What's New in Apache Impala
This topic lists new features for Apache Impala in this release of Cloudera Runtime.
Server-side Spooling of Query Results
You can use the SPOOL_QUERY_RESULTS
query option to
control how query results are returned to the client.
By default, when a client fetches a set of query results, the next set of results are fetched in batches until all the result rows are produced. If a client issues a query without fetching all the results, the query fragments continue to hold on to the resources until the query is canceled and unregistered, potentially tying up resources and cause other queries to wait in admission control.
When the query result spooling feature is enabled, the result sets of queries are eagerly fetched and buffered until they are read by the client, and resources are freed and available for other queries.
See Spooling Impala Query Results for the new feature and the query options.
New Built-in Functions for Fuzzy Matching of Strings
Use the new Jaro or Jaro-Winkler functions to perform fuzzy matches on relatively short strings, e.g. to scrub user inputs of names against the records in the database.
JARO_DISTANCE
,JARO_DST
JARO_SIMILARITY
,JARO_SIM
JARO_WINKLER_DISTANCE
,JW_DST
JARO_WINKLER_SIMILARITY
,JW_SIM
See Impala String Functions for details.
Query Profile Exported to JSON
On the Query Details page of Impala Daemon Web UI, you have a new option, in addition to the existing Thrift and Text formats, to export the query profile output in the JSON format.
See Impala Daemon Web UI for generating JSON query profile outputs in Web UI.
DATE Data Type Support for Avro
You can now use the DATE
data type to query date
values from Avro tables.
See DATE Data Type and Using the Avro File Format with Impala Tables for details.
Cookie-based Authentication
Starting in this version, Impala supports cookies for authentication when clients connect via HiveServer2 over HTTP.
You can use the --max_cookie_lifetime_s startup
flag to:
- Disable the use of cookies
- Control how long generated cookies are valid for
See Impala Clients for more information.
Capacity Quota for Scratch Disks
When configuring scratch space for intermediate files used in large
sorts, joins, aggregations, or analytic function operations, use the
‑‑scratch_dirs
startup flag to optionally specify a
capacity quota per scratch directory, e.g.,
‑‑scratch_dirs=/dir1:5MB,/dir2
.
See Impala and HDFS for details.
TRUNCATE for Insert-only Transactional Tables
Now you can truncate insert-only transactional tables in Impala with
the TRUNCATE
statement.
See Impala Transactions for more information on transactional tables.
Query Option for Disabling HBase Row Estimation
During query plan generation, Impala samples underlying HBase tables to
estimate row count and row size, but the sampling process can negatively
impact the planning time.
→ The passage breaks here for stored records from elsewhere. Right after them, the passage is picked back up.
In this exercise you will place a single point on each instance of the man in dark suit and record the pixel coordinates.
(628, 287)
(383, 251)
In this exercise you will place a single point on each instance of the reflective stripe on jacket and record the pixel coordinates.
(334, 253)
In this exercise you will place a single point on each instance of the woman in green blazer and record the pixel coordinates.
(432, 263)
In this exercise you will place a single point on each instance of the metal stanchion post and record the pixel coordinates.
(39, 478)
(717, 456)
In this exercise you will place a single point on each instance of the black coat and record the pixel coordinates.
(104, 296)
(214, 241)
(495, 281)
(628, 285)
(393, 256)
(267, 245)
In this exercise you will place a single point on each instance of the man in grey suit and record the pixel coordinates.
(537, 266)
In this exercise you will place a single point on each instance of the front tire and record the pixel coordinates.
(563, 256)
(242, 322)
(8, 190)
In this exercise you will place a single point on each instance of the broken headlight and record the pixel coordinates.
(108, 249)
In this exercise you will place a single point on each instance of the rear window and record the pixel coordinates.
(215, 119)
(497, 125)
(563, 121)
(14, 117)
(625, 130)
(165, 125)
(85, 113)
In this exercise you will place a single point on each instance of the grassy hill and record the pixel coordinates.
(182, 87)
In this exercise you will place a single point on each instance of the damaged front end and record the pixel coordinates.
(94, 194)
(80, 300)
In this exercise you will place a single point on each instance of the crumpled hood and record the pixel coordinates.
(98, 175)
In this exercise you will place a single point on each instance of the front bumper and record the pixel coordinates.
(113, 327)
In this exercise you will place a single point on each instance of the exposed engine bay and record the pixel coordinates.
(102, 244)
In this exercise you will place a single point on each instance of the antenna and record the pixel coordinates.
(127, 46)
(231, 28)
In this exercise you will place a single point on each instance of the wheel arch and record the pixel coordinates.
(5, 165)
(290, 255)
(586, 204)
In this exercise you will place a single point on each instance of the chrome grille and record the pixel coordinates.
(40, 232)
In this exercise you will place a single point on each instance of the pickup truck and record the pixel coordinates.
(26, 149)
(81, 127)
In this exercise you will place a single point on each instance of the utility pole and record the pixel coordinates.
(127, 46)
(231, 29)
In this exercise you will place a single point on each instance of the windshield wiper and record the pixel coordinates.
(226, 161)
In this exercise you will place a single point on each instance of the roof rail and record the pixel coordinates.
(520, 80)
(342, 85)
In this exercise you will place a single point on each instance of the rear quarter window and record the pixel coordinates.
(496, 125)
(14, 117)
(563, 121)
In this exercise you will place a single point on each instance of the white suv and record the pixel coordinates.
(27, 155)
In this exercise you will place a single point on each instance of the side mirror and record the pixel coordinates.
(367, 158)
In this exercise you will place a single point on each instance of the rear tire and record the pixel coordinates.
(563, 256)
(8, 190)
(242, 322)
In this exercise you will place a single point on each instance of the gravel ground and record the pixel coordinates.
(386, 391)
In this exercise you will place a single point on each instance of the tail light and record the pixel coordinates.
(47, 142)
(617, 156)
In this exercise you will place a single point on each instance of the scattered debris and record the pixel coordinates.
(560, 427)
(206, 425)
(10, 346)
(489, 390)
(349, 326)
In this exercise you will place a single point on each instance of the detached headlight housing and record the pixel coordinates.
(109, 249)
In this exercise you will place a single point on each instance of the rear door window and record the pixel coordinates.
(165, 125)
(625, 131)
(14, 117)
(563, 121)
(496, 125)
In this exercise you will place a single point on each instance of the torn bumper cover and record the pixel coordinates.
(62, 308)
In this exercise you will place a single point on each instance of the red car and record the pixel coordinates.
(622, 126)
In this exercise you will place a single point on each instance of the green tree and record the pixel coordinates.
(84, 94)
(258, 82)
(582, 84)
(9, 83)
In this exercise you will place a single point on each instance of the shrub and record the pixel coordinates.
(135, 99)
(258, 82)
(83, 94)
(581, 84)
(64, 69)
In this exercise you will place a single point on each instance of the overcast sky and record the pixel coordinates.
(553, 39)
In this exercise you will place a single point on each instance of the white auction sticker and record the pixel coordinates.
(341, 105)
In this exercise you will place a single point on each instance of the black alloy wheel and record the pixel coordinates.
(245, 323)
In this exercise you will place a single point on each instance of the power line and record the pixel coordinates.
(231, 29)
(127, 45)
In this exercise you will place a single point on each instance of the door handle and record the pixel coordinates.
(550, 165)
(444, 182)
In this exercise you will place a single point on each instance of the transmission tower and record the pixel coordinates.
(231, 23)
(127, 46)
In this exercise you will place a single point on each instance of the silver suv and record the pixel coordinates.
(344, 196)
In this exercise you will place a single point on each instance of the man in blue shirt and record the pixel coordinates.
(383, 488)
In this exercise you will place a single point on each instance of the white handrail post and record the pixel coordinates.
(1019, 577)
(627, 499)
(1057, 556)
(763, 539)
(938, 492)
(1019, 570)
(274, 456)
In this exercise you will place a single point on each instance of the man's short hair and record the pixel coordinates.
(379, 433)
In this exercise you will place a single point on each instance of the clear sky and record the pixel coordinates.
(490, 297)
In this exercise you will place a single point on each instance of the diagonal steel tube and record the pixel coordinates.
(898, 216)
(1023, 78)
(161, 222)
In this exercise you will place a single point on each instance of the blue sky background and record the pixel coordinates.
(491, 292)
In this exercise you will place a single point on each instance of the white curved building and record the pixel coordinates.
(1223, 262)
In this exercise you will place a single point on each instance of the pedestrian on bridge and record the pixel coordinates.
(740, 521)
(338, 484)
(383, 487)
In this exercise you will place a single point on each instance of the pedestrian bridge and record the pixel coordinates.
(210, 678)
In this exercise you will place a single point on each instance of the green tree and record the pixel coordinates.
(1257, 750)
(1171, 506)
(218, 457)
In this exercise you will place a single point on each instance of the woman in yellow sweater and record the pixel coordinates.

To alleviate the issue, when the HBase table
stats do not change much in a short time, disable the sampling with the
DISABLE_HBASE_NUM_ROWS_ESTIMATE
query option so that
the Impala planner falls back to using Hive Metastore (HMS) table stats
instead.
See Impala Query Options.
Query Option for Controlling Size of Parquet Splits on Non-block Stores
To optimize query performance, Impala planner uses the value of the
fs.s3a.block.size
startup flag when calculating the
split size on non-block based stores, e.g. S3, ADLS, etc. Starting in
this release, Impala planner uses the
PARQUET_OBJECT_STORE_SPLIT_SIZE
query option to get
the Parquet file format specific split size.
For Parquet files, the fs.s3a.block.size
startup flag
is no longer used.
The default value of the
PARQUET_OBJECT_STORE_SPLIT_SIZE
query option is 256
MB.
See Impala with Amazon S3 for tuning Impala query performance for S3.
Support of Kerberos Authentication in Impala Web UI
Starting in this release, you can configure Kerberos authentication in Cloudera Manager to secure the debug Web UI pages for Impala Daemon, Catalog Server, and StateStore.
See Configuring Impala Web UI for the steps to enable Kerberos authentication for the Impala Web UI pages.